Клипер «Орион» - Жемайтис Сергей Георгиевич 3 стр.


— Что, что? — спросил Зуйков.

— Стекла такие на палке, для деликатности обращения. Опять же письмами забрасывали, смех что писали, ну и насчет прочего… приходил из плавания на полусогнутых…

Громов сказал:

— Мозги у тебя, Свищ, на полусогнутых ходят. Пакостный ты человечишко, а еще мир хочешь перестроить на свой лад.

— Пойдем от греха, — сказал Трушин, — а то руки чешутся, да марать неохота, и Петрович здесь — неудобно драку затевать.

— Интеллигенция! — со злобой глядя им вслед, сказал Свищ, вложив в это непонятное ему слово гадкий смысл. — Подались совещаться, как вас, братишки, околпачить, обольшевичить!

— Но-о, опять! — прикрикнул боцман.

— Совсем нет. К слову пришлось. Продолжаю. Я, братцы, вчера мамзелю Белобрысенького узрел. Вон он ходит по шканцам, как именинник, о ней мечтает, а не знает, что с ней у него дело кранкель!

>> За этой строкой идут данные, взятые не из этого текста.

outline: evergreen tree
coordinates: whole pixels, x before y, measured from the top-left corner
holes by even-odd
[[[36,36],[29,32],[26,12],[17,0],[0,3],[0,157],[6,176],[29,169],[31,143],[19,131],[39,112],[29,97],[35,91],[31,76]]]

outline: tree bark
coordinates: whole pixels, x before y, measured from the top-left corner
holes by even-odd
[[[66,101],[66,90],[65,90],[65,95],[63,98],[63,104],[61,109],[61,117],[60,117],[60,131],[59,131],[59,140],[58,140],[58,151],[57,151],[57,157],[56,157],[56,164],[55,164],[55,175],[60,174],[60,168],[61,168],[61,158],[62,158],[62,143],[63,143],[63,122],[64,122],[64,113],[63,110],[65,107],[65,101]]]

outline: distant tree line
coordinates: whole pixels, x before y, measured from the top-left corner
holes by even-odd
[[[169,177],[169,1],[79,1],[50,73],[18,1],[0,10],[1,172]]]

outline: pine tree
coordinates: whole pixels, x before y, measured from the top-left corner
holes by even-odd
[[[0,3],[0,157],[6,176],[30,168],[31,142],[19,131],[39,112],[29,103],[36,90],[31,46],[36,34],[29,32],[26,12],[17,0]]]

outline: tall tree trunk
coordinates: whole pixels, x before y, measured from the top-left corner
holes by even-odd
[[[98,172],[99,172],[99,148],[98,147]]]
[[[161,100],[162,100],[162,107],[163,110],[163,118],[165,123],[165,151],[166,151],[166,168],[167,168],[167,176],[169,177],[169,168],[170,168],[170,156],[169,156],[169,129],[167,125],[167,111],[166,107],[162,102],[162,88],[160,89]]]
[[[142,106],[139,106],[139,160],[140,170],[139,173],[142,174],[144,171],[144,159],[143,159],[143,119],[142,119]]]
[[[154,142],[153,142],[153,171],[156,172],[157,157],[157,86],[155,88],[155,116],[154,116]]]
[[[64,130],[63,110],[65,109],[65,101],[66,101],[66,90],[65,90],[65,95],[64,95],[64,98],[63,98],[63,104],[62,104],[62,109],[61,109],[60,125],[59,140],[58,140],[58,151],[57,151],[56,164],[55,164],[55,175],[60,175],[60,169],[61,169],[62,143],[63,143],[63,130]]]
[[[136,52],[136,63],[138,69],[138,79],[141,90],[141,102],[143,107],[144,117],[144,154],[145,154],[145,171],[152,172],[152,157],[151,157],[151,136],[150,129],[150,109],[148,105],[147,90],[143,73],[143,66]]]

Все невольно посмотрели на шканцы, где виднелась белая сверкающая фигура Стивы Бобрина. Свищ, поощренный вниманием, продолжал:

— Иду я, братцы, вчера по какому-то там стриту, мету клешем по панели. Со мной Коська Бураков увязался, тот, что наколки делает, артист, художник. Зашли в кеб. Взяли по кружке темного. Потом еще. Мне хватит и двух для развлечения, а Коська так и присосался к третьей, как телок к вымю, ну а мне пива мало, общество надо, женское общество. Были там две Мери, да, как я вам сказал, — вобла воблой, да еще одна без зубов. Ну и, хватив джину, вышел я на мостовую, прошелся слегка, смотрю, магазинчик, а в окне перчатки. Заглянул я в стекло и вижу, братцы, вашего гардемарина и такую красотку, что ради нее все капиталы отдашь и не пожалеешь. Белобрысенький эдак перчатку меряет, а сам ее прямо ест глазом, зараза.

— А она? — спросил Зуйков.

— Она что? Сначала на него щерилась, а потом, как меня увидала, так и впилась, глазищи — во. Ну, прямо млеет девка. Бери и завертывай в бумажку.

— Завернул? — спросил Феклин.

— Сегодня будет дело. Кто, братцы, одолжит полфунта?

— Бог подаст, — сказал боцман.

Матросы дружно засмеялись.

Свищ, криво усмехнувшись, обратился к Брюшкову:

— Выручай, Назар, процент положу больше прежнего!

— Ты сначала два отдай и проценты.

— Отдам, ростовщик несчастный. Ну?!

— Не проси.

— Эх, мелкий вы народ, копеешный, нету у вас этого… самого… морского перцу.

— Иди к своим анархистам, — посоветовал Феклин, — им денег не надо, вот и дадут.

— Не дадут, гады. Не дозрели еще до полной свободы от капиталу, да ладно, пойду в картишки перекинусь, может, повезет.

Боцман пригрозил:

— Смотри, вещи проиграешь, в канатный ящик посажу.

— Эх! — Свищ махнул рукой. — Что канатный ящик против ее всей фигуры и расчудесных глаз!.. Прощай, орлиное племя! — Он пошел по палубе, вихляясь всем телом.

После ухода Свища несколько минут на баке говорили о нем как о пустом, никчемном человеке. Павел Петрович заключил:

— Одним словом, морская вошь — не боле. — И вернул аудиторию на серьезные рельсы, сказав:

— Учения как будто прошли по всей форме.

Матросы стали живо обсуждать учения и все-таки ухитрялись вставлять словцо о доме, земле, новых порядках.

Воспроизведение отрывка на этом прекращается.